Sejumlah nelayan menyegel Pulau G, salah satu pulau hasil reklamasi di Teluk Jakarta. Mereka menyegel pulau buatan tersebut karena menolak reklamasi Teluk Jakarta yang merugikan mereka, Foto : Sapariah Saturi

 

“Sebelumnya, Menko Maritim sudah berjanji akan membuka hasil kajian dari proyek reklamasi di Teluk Jakarta. Namun, janji itu tidak ditepati dan justru itu semakin memperlihatkan bahwa Menko Luhut berupaya untuk membuat publik semakin bingung dengan sikap Pemerintah,” jelas dia.

Kredibilitas Pemerintah dipertanyakan dalam penyelesaian kasus reklamasi di Teluk Jakarta. Tidak seharusnya reklamasi dilanjutkan pembangunannya, sementara proses hukumnya masih terus berjalan. Jalan paling aman, seharusnya Pemerintah menunda reklamasi sampai ketetapan hukumnya jelas.

 

Izin Pembangunan 3 Pulau Dibatalkan

Dalam persidangan berbeda di PengadilanTata Usaha Negara (PTUN) Jakarta, KSTJ dan nelayan mendapatkan hadiah berupa pengabulan gugatan yang diajukan mereka atas reklamasi di tiga pulau, yakni Pulau F, I, dan K.

Menurut Martin Hadiwinata, keputusan majelis hakum dalam tiga persidangan tersebut mengabulkan gugatan, didasarkan pada beberapa poin alasan cacat prosedur.

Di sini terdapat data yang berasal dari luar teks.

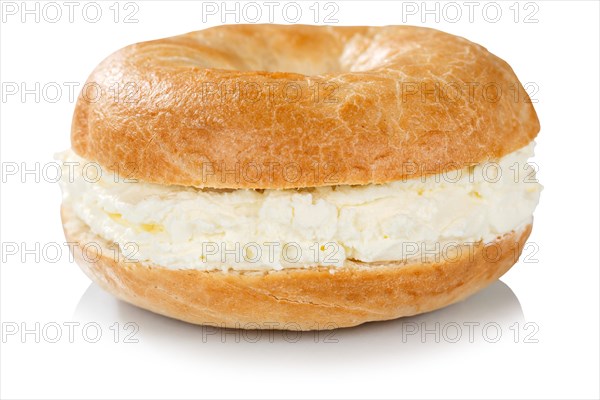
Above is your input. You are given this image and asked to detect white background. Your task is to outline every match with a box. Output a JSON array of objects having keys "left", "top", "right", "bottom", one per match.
[{"left": 0, "top": 1, "right": 599, "bottom": 398}]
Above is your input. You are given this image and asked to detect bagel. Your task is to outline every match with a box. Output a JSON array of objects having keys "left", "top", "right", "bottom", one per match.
[
  {"left": 57, "top": 24, "right": 542, "bottom": 330},
  {"left": 71, "top": 25, "right": 539, "bottom": 189}
]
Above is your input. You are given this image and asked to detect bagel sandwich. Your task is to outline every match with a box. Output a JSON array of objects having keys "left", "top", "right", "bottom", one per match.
[{"left": 57, "top": 24, "right": 541, "bottom": 330}]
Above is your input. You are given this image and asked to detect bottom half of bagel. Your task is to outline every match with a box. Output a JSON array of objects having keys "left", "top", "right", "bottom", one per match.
[{"left": 61, "top": 204, "right": 531, "bottom": 330}]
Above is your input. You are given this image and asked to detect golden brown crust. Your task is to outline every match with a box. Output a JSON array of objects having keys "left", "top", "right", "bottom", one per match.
[
  {"left": 72, "top": 25, "right": 539, "bottom": 189},
  {"left": 62, "top": 205, "right": 531, "bottom": 330}
]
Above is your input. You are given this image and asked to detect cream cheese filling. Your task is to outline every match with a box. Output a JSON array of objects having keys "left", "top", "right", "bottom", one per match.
[{"left": 57, "top": 142, "right": 542, "bottom": 270}]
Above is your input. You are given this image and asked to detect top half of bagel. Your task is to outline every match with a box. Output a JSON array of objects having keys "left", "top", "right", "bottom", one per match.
[{"left": 72, "top": 25, "right": 539, "bottom": 189}]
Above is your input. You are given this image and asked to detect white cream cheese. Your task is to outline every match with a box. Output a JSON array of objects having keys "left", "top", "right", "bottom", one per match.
[{"left": 57, "top": 143, "right": 542, "bottom": 270}]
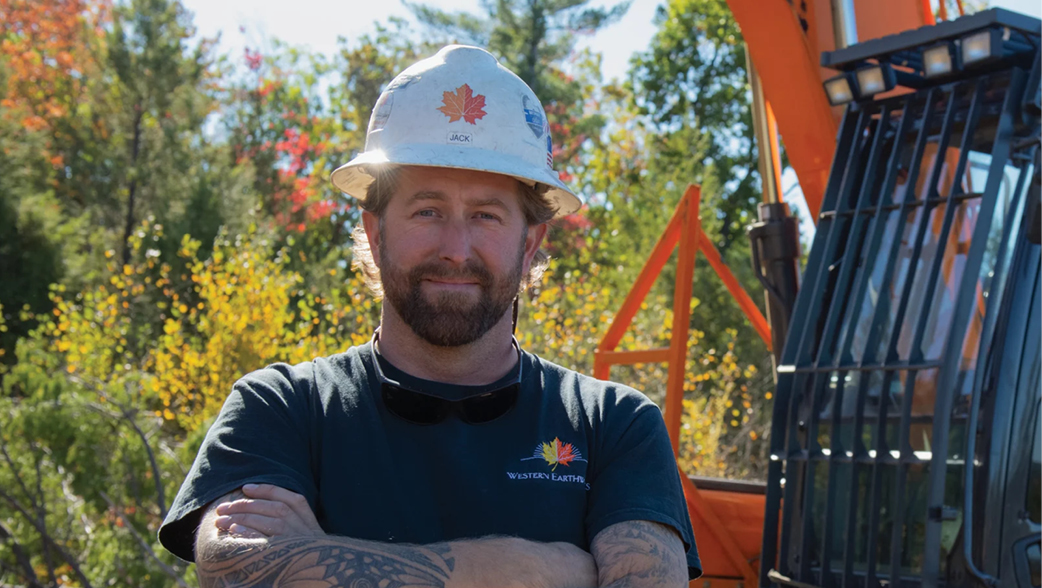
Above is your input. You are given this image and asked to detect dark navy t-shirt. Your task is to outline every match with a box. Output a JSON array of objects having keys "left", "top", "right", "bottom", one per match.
[{"left": 159, "top": 344, "right": 701, "bottom": 577}]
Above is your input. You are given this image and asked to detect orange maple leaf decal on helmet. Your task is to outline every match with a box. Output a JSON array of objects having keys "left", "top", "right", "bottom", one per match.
[
  {"left": 543, "top": 437, "right": 576, "bottom": 471},
  {"left": 438, "top": 83, "right": 488, "bottom": 124}
]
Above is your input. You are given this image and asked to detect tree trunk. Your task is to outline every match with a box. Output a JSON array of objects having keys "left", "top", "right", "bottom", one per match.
[{"left": 123, "top": 104, "right": 145, "bottom": 265}]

Adapun, kata Marthin, beberapa poin tersebut, adalah:

Pertama, Ijin reklamasi diterbitkan secara diam-diam oleh tergugat. Keberadaan baru diketahui para penggugat sejak tanggal 10 Desember 2015. Padahal itu ditandatangani sejak Oktober dan November 2015.

Kedua, Reklamasi akan menimbulkan kerugian yang lebih besar terhadap ekosistem Teluk Jakarta. Akibat rusaknya pola arus laut dan jaringan sosial ekonomi dari nelayan tradisional yang ada di pesisir Jakarta;

Ketiga, Gubernur tidak mendasarkan kepada peraturan perundang-undangan yang mengatur dan terkait erat a.l.: Undang-Undang Pesisir hingga UU Kelautan.

Keempat, Gubernur tidak mendasarkan pada Peraturan Daerah (Perda) Rencana Zonasi Wilayah Pesisir dan Pulau-pulau Kecil (Perda RZWP3K) yang menjadi pengaturan pemanfaatan sumber daya pesisir;

Kelima, Tidak melakukan proses konsultasi publik dengan benar dalam penyusunan analisis mengenai dampak lingkungan (AMDAL). Itu terbukti dengan tidak ada keikutsertaan perwakilan masyarakat dalam penyusunan AMDAL. GUBERNUR melanggar Pasal 30 UU 32/2009 LH yang mengatur partisipasi dalam kebijakan lingkungan.

Keenam, Izin Lingkungan cacat prosedur karena diterbitkan diam-diam dan tidak ada melakukan pengumuman kepada masyarakat.

 

Pembangunan yang sedang dilakukan di Pulau G, salah satu pulau hasil reklamasi di Teluk Jakarta. Pemerintah akhirnya memutuskan menunda reklamasi Teluk Jakarta setelah ditemukan berbagai pelanggaran aturan dan hukum. Foto : Sapariah Saturi

 

Ketujuh, Cacat substansi, cacat prosedur serta melanggar asas ketelitian dan asas umum pemerintahan yang baik.

Kedelapan, Reklamasi tidak ditujukan untuk kepentingan umum sehingga tidak dapat dilanjutkan sampai keputusan berkekuatan hukum tetap.

Kesembilan, Harus diterapkan prinsip kehati-hatian pada objek TUN dimana terjadi ketidakpastian ilmiah maka haruslah berpihak kepada perlindungan lingkungan hidup (in dubio pro natura).